In situ hybridization detection of Dkk2 mRNA was carried out using the following reagents acquired from Advanced Cell Diagnostics, INC based on provided protocol: RNAscope® Target Retrieval Reagents (Cat# 322000), RNAscope® Pretreat Reagents- H202 and ProteasePlus (Cat# 322330), RNAscope® 2.5 HD Detection Reagent – RED (Cat# 322360), RNAscope® Wash Buffer Reagents (Cat# 310091), BioCare EcoMount (Cat# 320409), ImmECatdge™ Hydrophobic Barrier Pen (Cat# 310018) and the mouse Dkk2 probe (#404841).

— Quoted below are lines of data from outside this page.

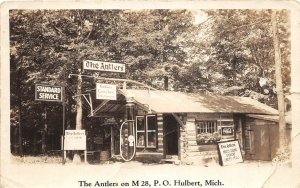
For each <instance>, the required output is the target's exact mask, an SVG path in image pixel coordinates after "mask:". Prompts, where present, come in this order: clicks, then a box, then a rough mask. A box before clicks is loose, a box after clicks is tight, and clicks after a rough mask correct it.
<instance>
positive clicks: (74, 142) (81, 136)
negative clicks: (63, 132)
mask: <svg viewBox="0 0 300 188" xmlns="http://www.w3.org/2000/svg"><path fill="white" fill-rule="evenodd" d="M64 150H86V135H85V130H66V131H65V140H64Z"/></svg>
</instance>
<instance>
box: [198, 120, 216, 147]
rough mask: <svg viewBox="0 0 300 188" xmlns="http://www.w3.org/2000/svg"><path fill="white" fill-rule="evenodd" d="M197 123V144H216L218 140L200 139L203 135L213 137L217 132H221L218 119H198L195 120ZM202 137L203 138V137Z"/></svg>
mask: <svg viewBox="0 0 300 188" xmlns="http://www.w3.org/2000/svg"><path fill="white" fill-rule="evenodd" d="M195 125H196V142H197V145H212V144H216V143H217V142H216V141H213V140H212V141H210V140H206V141H204V142H202V141H200V138H198V137H201V135H202V136H203V137H204V138H205V137H206V136H210V137H212V136H213V134H214V133H215V132H218V133H219V130H218V121H217V120H206V119H203V120H196V121H195ZM201 126H205V128H203V127H201ZM203 137H202V139H203Z"/></svg>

Correlation of DKK2 expression and patient survival

The DKK2 expression, overall survival, and relapse-free survival data were obtained from the TCGA provisional datasets as of July 20, 2016. The high and low DKK2 expressers were grouped using an arbitrary cutoff percentile of 15%. The Mantel-Cox Log-Rank tests were done using the GraphPad Prism 7 software.

Statistical analysis and study design

Minimal group sizes for tumor progression studies were determined by using power calculations with the DSS Researcher's Tookit with an α of 0.05 and power of 0.8. Animals were grouped unblinded, but randomized, and investigators were blinded for the qualification experiments. No samples or animals were excluded from analysis. Assumptions concerning the data including normal distribution and similar variation between experimental groups were examined for appropriateness before statistical tests were conducted. Comparisons between two groups were performed by unpaired, two tailed t-test. Comparisons between more than two groups were performed by one-way ANOVA, whereas comparisons with two or more independent variable factors by two-way ANOVA, followed by Bonferroni’s post-hoc correction using Prism 6.0 software (GraphPad). Statistical tests were using biological replicates. P<0.05 is considered as being statistically significant.

Life Sciences Reporting Summary

Further information on experimental design and reagents is available in the Life Sciences Reporting Summary.

Data Availability and Accession Code Availability Statements

The raw RNA-seq data are available in the NCBI Gene Expression Omnibus (GSE100402).